NEW Darlington Borough Council leader Stephen Harker tonight revealed he plans to keep the town’s historic Crown Street Library open.

The authority hopes to invest £2m in improving the facilities in an attempt to secure its long-term future.

The proposal comes more than two years after the idea to close the library and move services to the Dolphin Centre was originally mooted and follows a lengthy legal battle with objectors including a judicial review.

Cabinet papers due to be released on Tuesday morning will outline the council’s plan to invest in the listed building amid fears of it standing empty following the closure of the town’s Marks and Spencer shop and uncertainty over the future of the flagship Binns store on High Row.

Councillor Harker said: “Since the decision was made two years ago, things have changed a lot, in particular the challenges faced by the town centre retailers. We felt, before finally implementing the decision, it was appropriate to consider whether it is still the right decision to make.
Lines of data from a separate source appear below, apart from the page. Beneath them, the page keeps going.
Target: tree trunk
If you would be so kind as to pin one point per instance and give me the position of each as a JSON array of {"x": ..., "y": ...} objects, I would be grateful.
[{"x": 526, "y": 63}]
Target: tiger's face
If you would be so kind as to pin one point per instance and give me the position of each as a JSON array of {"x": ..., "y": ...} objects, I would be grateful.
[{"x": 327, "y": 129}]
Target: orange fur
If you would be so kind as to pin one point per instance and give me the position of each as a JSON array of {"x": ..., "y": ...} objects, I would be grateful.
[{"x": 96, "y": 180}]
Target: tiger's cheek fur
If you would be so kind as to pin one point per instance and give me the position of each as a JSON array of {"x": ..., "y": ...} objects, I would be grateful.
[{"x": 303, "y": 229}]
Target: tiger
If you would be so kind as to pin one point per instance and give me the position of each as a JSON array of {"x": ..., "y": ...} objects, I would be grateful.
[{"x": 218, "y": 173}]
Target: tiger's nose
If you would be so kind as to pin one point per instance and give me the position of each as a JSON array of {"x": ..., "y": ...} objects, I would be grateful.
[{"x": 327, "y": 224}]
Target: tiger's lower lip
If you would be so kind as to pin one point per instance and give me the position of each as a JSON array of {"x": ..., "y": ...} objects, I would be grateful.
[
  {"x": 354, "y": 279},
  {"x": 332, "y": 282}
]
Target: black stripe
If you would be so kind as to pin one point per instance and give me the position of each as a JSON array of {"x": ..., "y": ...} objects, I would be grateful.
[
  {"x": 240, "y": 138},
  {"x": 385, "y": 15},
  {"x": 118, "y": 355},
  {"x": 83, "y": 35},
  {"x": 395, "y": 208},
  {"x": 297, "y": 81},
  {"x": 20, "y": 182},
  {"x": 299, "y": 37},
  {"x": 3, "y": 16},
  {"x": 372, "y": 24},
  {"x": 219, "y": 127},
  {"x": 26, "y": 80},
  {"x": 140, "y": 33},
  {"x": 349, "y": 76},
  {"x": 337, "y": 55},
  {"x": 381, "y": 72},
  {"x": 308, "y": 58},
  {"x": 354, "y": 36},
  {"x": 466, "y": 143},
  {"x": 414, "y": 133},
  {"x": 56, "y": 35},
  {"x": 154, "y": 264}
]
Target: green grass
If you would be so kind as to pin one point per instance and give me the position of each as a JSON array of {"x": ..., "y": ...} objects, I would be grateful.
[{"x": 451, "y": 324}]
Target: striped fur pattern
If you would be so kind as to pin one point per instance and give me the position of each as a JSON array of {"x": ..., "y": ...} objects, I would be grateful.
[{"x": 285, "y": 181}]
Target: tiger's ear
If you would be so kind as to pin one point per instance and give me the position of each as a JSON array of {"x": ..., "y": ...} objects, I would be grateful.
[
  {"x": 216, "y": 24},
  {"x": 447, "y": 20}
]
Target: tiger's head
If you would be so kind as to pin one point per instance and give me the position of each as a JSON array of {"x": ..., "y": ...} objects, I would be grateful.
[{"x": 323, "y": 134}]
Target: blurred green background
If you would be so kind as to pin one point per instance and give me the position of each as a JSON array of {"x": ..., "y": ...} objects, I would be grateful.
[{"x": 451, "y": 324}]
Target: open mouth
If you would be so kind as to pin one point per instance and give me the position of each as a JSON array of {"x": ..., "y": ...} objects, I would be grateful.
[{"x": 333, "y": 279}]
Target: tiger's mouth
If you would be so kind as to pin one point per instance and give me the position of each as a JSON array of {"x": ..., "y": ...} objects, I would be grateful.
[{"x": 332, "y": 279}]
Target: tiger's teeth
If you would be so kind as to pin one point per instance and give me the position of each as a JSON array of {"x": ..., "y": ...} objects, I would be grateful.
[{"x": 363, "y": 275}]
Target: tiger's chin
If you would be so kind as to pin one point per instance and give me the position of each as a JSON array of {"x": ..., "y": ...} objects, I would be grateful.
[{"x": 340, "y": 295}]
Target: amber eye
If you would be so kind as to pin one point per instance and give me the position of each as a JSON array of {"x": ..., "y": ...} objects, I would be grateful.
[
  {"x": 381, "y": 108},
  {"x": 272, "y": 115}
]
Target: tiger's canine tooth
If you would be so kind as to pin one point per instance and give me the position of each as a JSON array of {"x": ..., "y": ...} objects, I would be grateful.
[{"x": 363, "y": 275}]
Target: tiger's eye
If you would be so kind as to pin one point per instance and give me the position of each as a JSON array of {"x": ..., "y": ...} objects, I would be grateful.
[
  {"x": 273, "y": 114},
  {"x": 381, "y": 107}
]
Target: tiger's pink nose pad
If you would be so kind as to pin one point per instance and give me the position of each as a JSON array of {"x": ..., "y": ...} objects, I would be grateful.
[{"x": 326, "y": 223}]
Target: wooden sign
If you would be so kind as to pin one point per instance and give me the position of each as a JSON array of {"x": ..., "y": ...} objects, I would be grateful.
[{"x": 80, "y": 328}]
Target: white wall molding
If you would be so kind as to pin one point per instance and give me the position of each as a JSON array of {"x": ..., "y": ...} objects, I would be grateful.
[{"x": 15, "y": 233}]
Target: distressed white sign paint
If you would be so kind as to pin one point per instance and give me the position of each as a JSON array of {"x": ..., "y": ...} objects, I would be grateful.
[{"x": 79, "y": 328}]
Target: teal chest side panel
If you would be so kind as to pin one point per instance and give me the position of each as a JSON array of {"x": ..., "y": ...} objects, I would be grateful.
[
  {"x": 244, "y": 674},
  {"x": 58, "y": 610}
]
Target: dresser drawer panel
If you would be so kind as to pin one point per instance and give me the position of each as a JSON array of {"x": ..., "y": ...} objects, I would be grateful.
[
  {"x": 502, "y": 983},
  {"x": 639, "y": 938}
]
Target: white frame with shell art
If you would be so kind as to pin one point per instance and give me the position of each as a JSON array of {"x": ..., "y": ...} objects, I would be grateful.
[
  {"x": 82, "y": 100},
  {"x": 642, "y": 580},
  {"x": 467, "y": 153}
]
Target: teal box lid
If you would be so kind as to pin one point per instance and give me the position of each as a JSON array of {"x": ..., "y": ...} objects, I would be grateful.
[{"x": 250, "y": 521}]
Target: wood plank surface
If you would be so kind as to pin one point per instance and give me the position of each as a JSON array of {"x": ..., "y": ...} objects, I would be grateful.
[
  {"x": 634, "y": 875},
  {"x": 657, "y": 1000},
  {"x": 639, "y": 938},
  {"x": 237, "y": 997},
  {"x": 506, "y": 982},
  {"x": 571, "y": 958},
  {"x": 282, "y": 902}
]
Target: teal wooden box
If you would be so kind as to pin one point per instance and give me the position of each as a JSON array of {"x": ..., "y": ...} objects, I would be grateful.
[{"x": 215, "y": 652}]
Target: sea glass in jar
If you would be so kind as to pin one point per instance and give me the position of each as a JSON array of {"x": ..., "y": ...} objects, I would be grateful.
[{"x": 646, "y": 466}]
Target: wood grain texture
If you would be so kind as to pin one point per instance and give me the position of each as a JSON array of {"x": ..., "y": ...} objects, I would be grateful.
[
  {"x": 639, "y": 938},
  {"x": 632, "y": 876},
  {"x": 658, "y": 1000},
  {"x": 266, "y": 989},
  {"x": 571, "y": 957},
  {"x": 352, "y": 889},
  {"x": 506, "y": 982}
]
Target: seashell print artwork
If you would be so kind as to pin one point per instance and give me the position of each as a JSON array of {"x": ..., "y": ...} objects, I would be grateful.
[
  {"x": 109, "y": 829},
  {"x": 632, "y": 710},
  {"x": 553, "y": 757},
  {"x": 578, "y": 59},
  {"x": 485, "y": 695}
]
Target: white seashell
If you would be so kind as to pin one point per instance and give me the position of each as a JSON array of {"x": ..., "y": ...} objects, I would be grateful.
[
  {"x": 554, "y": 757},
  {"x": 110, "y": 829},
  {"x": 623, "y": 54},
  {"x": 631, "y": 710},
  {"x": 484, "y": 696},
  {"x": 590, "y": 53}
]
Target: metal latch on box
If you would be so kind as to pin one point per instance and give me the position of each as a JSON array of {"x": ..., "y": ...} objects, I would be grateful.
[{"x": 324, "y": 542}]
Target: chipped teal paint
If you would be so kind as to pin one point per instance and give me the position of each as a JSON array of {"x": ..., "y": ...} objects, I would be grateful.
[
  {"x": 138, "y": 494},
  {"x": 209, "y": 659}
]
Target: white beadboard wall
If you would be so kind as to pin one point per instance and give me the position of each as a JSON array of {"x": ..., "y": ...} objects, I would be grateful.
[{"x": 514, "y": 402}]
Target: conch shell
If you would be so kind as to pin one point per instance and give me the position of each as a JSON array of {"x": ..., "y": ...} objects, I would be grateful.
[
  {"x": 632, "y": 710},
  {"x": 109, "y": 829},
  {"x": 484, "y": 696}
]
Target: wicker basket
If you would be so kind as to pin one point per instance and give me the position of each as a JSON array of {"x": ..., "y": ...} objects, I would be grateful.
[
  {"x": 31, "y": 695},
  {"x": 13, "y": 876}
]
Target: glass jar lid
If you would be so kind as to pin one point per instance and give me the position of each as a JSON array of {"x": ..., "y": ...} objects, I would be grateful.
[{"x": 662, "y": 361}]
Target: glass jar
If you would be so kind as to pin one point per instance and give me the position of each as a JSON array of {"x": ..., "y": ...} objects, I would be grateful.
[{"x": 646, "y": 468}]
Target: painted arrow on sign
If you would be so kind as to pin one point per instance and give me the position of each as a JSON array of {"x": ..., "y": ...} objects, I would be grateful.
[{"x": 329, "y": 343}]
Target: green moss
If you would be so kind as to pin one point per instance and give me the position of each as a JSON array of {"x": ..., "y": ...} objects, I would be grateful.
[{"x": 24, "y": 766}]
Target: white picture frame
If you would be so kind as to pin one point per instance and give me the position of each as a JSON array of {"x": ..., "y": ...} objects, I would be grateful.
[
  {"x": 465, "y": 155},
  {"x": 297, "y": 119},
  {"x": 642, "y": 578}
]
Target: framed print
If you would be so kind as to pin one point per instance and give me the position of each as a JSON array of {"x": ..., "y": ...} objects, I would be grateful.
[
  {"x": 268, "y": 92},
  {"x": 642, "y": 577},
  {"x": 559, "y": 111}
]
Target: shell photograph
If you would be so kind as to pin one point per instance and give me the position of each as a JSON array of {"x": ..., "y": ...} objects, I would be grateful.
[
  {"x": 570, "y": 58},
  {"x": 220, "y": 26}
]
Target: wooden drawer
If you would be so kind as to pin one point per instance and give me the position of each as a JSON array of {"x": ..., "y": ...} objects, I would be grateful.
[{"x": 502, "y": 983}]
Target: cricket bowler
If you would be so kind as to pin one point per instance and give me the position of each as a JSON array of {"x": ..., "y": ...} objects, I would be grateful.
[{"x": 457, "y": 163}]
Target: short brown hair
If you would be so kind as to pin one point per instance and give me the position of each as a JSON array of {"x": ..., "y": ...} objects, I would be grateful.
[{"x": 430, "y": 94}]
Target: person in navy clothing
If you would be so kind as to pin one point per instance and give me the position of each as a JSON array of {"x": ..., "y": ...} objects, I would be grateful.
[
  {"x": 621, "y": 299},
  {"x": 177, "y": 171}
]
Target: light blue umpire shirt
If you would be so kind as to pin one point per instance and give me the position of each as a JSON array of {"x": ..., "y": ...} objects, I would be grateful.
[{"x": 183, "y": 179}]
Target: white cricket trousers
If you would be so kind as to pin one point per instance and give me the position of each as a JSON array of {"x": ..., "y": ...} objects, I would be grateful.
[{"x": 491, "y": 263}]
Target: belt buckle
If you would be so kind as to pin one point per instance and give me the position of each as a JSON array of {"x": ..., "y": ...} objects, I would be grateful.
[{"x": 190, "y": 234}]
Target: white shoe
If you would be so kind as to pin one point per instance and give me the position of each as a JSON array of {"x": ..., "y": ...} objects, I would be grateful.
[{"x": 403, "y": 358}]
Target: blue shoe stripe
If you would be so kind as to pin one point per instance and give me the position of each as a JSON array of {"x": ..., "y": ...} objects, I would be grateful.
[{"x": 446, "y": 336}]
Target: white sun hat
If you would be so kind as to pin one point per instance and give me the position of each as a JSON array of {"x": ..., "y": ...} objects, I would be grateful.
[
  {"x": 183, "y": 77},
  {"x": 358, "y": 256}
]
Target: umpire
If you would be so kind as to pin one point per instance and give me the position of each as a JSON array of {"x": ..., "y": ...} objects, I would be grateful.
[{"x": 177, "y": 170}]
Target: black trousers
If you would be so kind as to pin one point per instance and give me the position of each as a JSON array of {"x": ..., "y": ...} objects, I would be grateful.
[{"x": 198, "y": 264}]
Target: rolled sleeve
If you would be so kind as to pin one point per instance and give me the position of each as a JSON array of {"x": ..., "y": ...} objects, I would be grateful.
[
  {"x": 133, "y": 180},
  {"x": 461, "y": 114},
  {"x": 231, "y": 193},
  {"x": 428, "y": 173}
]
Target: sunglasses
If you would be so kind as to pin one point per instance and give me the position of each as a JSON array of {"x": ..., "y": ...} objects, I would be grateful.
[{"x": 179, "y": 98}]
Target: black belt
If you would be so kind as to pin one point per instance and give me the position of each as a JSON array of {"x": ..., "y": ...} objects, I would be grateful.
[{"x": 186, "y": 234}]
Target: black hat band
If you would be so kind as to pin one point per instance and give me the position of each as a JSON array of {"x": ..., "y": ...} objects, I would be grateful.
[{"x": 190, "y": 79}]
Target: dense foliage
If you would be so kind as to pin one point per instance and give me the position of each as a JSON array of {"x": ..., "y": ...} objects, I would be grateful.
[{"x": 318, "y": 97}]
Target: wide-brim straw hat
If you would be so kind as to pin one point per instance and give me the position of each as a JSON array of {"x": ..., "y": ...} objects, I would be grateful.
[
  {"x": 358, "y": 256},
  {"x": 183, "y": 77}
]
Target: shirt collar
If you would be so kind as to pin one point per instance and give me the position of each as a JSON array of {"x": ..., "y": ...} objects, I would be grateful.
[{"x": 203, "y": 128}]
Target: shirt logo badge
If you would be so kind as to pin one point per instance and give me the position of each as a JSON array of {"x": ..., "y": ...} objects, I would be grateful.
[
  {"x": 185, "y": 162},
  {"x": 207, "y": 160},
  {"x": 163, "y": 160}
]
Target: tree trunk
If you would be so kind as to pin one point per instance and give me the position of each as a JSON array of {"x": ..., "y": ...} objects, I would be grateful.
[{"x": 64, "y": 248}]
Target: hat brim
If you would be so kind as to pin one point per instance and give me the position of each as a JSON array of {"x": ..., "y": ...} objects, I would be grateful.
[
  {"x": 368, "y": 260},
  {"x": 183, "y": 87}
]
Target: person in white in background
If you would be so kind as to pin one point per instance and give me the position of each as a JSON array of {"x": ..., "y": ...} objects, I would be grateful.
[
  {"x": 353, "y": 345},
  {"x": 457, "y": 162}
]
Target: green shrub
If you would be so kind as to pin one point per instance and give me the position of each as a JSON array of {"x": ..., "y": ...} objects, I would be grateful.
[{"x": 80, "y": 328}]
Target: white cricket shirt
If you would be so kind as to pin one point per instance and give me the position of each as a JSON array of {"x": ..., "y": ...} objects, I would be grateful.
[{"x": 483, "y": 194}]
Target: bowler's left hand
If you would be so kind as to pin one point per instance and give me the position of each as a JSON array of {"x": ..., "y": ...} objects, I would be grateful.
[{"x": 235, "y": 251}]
“I have considered the report and will be recommending to my colleagues that we overturn the decision and instead look to revitalise the Crown Street building by investing up to £2m in its modernisation and repairs.”

The proposal to relocate the library services to the town’s Dolphin Centre was met with strong opposition from campaigners who demanded that the building was retained in public ownership and used for its intended purpose.

Cllr Harker said that decision to revisit the plans would have a financial impact on the authority but he believes that it is important to keep the building in use and not risk leaving it empty.

He added: “Finding an alternative use for Crown Street now feels much less likely than when the decision was made. The proposals to improve Crown Street and to provide some services, such as a ‘Quick Pick and returns’ scheme at the Dolphin Centre, will deliver many of the advantages of the relocation without the need to relocate the service.

“There is a cost of non-relocation of £220,000 per annum, the cost reflects non-delivery of savings associated with the relocation plus the cost of repaying borrowing associated with the £2m investment planned for the Crown Street building. We can accommodate this because of our good financial management as our finances have improved since the decision was originally made.”

The report will be considered at the Cabinet meeting on Tuesday, September 11.